This One Time In Sicily, And Other Travel Surprises
Picture it: Sicily, 2012.
KPLU travel expert Matthew Brumley is in Palermo, checking in to a B&B for the night. They tell him the room has low ceilings.
“And that’s OK,” he said. “I’m not a tall guy.”
An older woman in a flower-print dress leads him up some winding stairs, to the very top of the old house.
“And there’s this little door that’s about three feet high,” Brumley said. “The ceiling was about five-and-a-half-feet tall. They’d cut down the chairs and the legs of the bed to the point where it looked like a normal room … but it wasn’t.”
Surprises can happen when you travel. Maybe you saw the website that said “Ocean views!” but missed the fine print that added “just down the street.”
Or perhaps “free internet” isn’t wifi, but actually a 15-year-old computer in the lobby.
Don’t worry. There are ways to cope.
Your best weapon is a pre-emptive strike. Know where you’re going and be careful about the promises and guarantees made. Also, ratings services like TripAdvisor useful, but it’s important to know what category you’re looking at.
“A lot of people will just want to stay in the No. 1 place (listed),” Brumley said. “They’re not paying attention to whether that No. 1 place is a youth hostel or a grand hotel on the beach.”

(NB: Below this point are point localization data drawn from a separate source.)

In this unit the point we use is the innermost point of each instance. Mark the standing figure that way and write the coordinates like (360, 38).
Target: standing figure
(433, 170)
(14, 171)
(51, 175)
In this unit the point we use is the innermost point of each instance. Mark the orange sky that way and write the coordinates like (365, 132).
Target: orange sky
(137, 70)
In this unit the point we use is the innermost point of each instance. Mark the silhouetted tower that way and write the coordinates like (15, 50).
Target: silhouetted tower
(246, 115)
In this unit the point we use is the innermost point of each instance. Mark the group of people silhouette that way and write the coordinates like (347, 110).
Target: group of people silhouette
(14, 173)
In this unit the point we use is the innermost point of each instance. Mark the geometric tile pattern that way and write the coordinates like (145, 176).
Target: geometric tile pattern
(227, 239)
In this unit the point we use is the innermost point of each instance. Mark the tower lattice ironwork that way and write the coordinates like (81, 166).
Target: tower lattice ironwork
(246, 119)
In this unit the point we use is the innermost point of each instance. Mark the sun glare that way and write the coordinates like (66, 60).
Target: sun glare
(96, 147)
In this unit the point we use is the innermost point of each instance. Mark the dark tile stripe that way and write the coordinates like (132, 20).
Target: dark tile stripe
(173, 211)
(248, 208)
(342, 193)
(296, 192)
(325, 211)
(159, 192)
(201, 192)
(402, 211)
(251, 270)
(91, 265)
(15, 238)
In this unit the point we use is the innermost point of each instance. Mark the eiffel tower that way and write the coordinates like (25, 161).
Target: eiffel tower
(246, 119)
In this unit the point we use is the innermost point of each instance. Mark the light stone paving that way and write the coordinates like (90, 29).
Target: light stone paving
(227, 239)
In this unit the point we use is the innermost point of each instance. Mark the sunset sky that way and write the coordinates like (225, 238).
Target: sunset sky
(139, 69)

There’s nothing wrong with the former, unless you’re expecting the latter.
Review Carefully, Too
It’s tempting, when faced with disappointment, to take out one’s angst on social media sites like Facebook and twitter, or to write an angry review on a website like Yelp.
Think before you type, Brumley said.
“You can destroy a small, family-run hotel by writing a couple bad reviews,” he said.
Make sure you’re reviewing your experience based on how well a place fulfilled what it promised.
Courtesy Solves Problems
So, you showed up at the motel, but you could have sworn it said “hotel” when you booked. You pictured a full-service resort, and ended up at a motor lodge.
You’re going to get much farther if you set aside your frustration.
“Have a nice conversation with the owners (about the problem),” Brumley said. “Most hotel owners would much prefer to negotiate with you than receive a nasty review.”
The bottom line, Brumley said, is to be ready to roll with some punches. No one wants to be disappointed, but if you pack your sense of humor, you’ll be much better equipped to deal with the unexpected.